Until 2014, various claims about the identity of the person wearing the leather pants were made. These included Mike Reno, the band's lead singer, who "just went along with" such claims, and Paul Dean, both of whom wore red leather pants during the concert tour for the album. At other times, both were ambiguous about the identity of the model. In a 2012 interview, Reno stated that the model was the photographer's daughter, a claim repeated in a 2013 interview. CBC Music confirmed the identity of the model in an interview with Steven Keller in August 2014. According to Kennedy, his stylist found only one pair of red leather pants while shopping in New York City before the photo shoot in 1981. They fit none of the band members or models on the set. At home later that day, his daughter returned from school, saw the pants, and asked to try them. They fit her, and Kennedy decided to use her as the model.

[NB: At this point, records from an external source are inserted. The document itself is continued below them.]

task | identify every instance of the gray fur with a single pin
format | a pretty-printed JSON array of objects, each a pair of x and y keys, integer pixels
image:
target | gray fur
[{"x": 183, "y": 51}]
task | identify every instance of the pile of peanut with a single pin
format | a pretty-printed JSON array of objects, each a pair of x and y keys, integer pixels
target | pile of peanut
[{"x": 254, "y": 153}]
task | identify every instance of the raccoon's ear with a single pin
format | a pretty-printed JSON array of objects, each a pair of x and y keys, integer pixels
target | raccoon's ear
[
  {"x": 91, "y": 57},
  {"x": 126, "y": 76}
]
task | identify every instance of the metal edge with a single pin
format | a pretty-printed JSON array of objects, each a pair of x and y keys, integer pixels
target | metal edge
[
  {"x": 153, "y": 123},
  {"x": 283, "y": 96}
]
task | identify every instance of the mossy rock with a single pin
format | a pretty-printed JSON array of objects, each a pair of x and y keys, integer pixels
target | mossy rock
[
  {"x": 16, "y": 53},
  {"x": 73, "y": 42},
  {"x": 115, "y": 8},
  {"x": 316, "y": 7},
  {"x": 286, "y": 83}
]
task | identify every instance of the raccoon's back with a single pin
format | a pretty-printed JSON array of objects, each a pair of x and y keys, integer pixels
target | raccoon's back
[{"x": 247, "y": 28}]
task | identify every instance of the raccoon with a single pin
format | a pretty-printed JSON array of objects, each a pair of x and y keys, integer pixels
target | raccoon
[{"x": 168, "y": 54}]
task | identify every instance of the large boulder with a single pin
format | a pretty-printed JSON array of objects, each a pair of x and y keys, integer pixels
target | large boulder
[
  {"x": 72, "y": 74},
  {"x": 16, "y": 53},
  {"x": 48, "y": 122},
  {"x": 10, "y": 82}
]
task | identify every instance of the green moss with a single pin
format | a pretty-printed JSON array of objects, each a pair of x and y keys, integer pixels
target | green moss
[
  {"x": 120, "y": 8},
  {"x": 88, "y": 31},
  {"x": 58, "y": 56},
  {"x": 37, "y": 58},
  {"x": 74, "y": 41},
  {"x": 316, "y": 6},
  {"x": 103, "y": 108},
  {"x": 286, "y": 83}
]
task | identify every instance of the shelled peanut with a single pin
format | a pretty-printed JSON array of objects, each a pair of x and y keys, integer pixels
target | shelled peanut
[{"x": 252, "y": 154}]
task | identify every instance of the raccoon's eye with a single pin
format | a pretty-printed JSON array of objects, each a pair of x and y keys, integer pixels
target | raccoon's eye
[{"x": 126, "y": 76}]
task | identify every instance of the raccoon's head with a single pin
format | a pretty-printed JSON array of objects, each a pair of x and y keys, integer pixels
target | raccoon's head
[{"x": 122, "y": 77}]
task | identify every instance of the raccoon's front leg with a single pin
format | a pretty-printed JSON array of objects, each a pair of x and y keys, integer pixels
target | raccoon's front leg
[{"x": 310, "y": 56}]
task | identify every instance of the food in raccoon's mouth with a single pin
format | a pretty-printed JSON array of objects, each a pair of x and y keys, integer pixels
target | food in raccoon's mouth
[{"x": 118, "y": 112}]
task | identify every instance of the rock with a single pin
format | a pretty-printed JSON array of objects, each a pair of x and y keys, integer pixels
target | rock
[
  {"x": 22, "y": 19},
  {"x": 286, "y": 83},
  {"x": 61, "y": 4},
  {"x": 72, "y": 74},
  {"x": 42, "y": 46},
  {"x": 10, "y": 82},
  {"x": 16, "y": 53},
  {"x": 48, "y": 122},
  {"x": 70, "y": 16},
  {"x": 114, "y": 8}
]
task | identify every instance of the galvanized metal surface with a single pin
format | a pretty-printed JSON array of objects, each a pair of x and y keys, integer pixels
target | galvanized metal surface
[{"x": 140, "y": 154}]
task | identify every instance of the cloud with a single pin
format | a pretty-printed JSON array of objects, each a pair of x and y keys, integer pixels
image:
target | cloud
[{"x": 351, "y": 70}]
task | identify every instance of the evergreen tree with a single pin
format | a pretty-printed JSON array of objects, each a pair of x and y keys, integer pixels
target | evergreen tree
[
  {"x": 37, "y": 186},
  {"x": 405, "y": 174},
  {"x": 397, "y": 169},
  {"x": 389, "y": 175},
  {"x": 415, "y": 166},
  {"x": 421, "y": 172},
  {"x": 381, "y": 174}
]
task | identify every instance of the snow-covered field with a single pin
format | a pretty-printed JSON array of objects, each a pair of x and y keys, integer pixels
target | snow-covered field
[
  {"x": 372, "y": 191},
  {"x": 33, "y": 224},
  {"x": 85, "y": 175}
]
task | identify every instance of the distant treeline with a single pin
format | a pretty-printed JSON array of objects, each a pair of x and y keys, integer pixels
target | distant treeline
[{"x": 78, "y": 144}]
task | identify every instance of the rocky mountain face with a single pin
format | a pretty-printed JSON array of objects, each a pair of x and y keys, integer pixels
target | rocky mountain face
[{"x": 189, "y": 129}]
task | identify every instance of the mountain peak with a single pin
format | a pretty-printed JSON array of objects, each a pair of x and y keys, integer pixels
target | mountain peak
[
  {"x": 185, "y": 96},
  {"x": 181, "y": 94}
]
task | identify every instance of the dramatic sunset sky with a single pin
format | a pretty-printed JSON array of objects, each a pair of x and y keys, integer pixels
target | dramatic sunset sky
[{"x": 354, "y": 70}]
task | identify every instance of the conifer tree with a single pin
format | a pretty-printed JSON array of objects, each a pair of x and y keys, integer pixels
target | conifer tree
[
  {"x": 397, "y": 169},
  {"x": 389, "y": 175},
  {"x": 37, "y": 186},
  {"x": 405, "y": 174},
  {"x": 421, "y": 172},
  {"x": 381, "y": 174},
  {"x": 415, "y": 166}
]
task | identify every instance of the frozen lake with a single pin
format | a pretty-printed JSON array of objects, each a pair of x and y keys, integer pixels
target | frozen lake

It is unknown whose hand and arm are in the picture. According to a 2015 article in The Toronto Star newspaper, an "Argentinian male model, six foot five" was hired "on the basis of his big hands". Tymara Kennedy died in an automobile crash in 1991, at 22 years old, with the cover to this album as her only modelling credit.

The cover was chosen as one of the 50 greatest Canadian album covers by CBC Music staff in 2014.

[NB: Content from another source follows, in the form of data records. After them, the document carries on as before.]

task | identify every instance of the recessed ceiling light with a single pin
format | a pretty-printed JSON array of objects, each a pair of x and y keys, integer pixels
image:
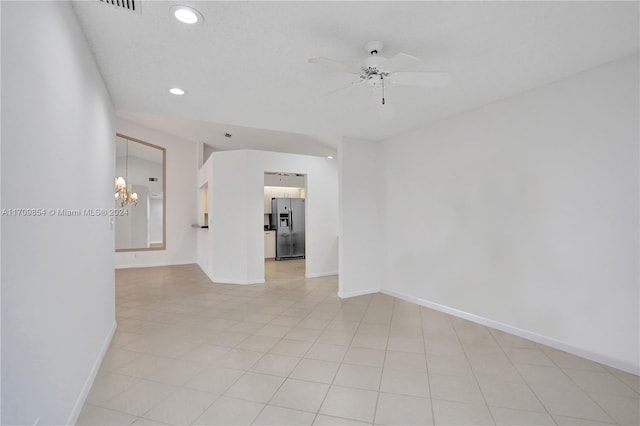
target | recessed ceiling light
[{"x": 186, "y": 14}]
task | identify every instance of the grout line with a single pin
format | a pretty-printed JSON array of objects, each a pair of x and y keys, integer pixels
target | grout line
[
  {"x": 464, "y": 350},
  {"x": 493, "y": 337},
  {"x": 424, "y": 343}
]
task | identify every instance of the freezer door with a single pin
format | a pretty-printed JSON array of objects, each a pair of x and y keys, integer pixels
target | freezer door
[
  {"x": 297, "y": 227},
  {"x": 281, "y": 208}
]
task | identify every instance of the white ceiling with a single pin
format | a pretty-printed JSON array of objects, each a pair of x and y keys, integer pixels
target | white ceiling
[{"x": 245, "y": 68}]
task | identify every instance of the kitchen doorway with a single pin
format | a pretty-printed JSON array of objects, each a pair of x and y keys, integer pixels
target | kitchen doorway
[{"x": 284, "y": 225}]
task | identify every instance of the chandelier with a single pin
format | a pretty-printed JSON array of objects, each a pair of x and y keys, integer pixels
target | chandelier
[{"x": 122, "y": 192}]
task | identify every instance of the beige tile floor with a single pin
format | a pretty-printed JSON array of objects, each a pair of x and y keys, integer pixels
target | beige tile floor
[{"x": 290, "y": 352}]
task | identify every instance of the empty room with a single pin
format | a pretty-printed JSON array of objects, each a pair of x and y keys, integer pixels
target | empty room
[{"x": 320, "y": 213}]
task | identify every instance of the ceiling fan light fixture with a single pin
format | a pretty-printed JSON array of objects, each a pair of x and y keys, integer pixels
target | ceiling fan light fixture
[{"x": 186, "y": 14}]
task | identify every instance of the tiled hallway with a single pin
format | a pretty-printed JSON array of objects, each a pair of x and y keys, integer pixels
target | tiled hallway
[{"x": 291, "y": 352}]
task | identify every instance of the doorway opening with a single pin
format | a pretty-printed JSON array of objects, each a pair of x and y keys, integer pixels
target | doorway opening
[{"x": 285, "y": 219}]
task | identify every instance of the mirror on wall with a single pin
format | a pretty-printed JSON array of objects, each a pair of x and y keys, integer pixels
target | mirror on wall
[{"x": 140, "y": 194}]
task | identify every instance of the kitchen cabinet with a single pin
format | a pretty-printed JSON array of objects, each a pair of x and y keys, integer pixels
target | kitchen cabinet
[{"x": 269, "y": 244}]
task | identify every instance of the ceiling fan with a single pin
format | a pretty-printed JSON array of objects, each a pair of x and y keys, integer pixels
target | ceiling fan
[{"x": 375, "y": 70}]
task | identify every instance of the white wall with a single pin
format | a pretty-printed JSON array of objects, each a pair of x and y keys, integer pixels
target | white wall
[
  {"x": 58, "y": 151},
  {"x": 524, "y": 213},
  {"x": 205, "y": 236},
  {"x": 236, "y": 207},
  {"x": 362, "y": 224},
  {"x": 181, "y": 200}
]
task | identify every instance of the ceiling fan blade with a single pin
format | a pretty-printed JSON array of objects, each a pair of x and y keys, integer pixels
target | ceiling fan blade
[
  {"x": 421, "y": 78},
  {"x": 336, "y": 65},
  {"x": 399, "y": 62},
  {"x": 355, "y": 83}
]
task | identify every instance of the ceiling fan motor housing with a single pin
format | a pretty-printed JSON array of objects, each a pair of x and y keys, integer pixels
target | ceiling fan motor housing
[{"x": 373, "y": 47}]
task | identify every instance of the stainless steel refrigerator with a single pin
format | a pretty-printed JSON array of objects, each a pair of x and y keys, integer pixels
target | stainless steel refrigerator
[{"x": 287, "y": 218}]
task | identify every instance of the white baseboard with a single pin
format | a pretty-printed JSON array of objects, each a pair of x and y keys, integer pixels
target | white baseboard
[
  {"x": 222, "y": 280},
  {"x": 152, "y": 264},
  {"x": 77, "y": 407},
  {"x": 539, "y": 338},
  {"x": 346, "y": 295},
  {"x": 321, "y": 274}
]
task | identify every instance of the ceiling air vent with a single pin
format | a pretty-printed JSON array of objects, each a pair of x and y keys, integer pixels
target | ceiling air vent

The cover of American singer Joan As Police Woman's 2020 album Cover Two is an homage to this Loverboy album.

==Track listing==

Bonus tracks on remastered edition

| No. | Title | Writer(s) | Length |
|---|---|---|---|
| 1. | "Working for the Weekend" | Paul Dean, Matt Frenette, Mike Reno | 3:41 |
| 2. | "When It's Over" | Dean, Reno | 5:08 |
| 3. | "Jump" | Bryan Adams, Dean, Frenette, Reno, Jim Vallance | 3:41 |
| 4. | "Gangs in the Street" | Dean, Reno | 4:35 |
| 5. | "Emotional" | Dean | 4:55 |
| 6. | "Lucky Ones" | Dean, Reno, Scott Smith, Denise Thurlow | 3:51 |
| 7. | "It's Your Life" | Dean, Frenette, Johnson, Reno, Smith | 4:05 |
| 8. | "Watch Out" | Dean, Johnson | 4:02 |
| 9. | "Take Me to the Top" | Dean, Johnson, Reno | 6:13 |

| No. | Title | Writer(s) | Length |
|---|---|---|---|
| 10. | "I Told You So (Demo)" |  | 1:13 |
| 11. | "Boy Likes the Girl (Demo)" |  | 4:32 |
| 12. | "Your Town Saturday Night (Demo)" |  | 3:08 |
| 13. | "Working for the Weekend (Demo)" | Paul Dean, Matt Frenette, Mike Reno | 3:47 |

==Personnel==
All information from the album booklet.

Loverboy
- Mike Reno – lead vocals
- Paul Dean – guitar, backing vocals, lead vocal on "Emotional"
- Doug Johnson – keyboards
- Scott Smith – bass
- Matt Frenette – drums

Additional musicians
- Nancy Nash – backing vocals on "When It's Over"

Production
- Bruce Fairbairn – producer
- Keith Stein – engineer, recording
- Rob Porter – engineer, recording
- John Berg – cover design
- Bob Rock – mixing, engineer
- Mike Fraser – mixing, engineer
- George Marino – mastering
- David Kennedy – photography

==Charts==

| Chart (1981–1982) | Peak position |
|---|---|
| Australian Albums (Kent Music Report) | 70 |
| Canada Top Albums/CDs (RPM) | 8 |
| New Zealand Albums (RMNZ) | 21 |
| US Billboard 200 | 7 |

== Certifications ==

| Region | Certification | Certified units/sales |
| Canada (Music Canada) | 5× Platinum | 500,000^{‡} |
| United States (RIAA) | 4× Platinum | 4,000,000^{^} |
^{^} Shipments figures based on certification alone. ^{‡} Sales+streaming figures based on certification alone.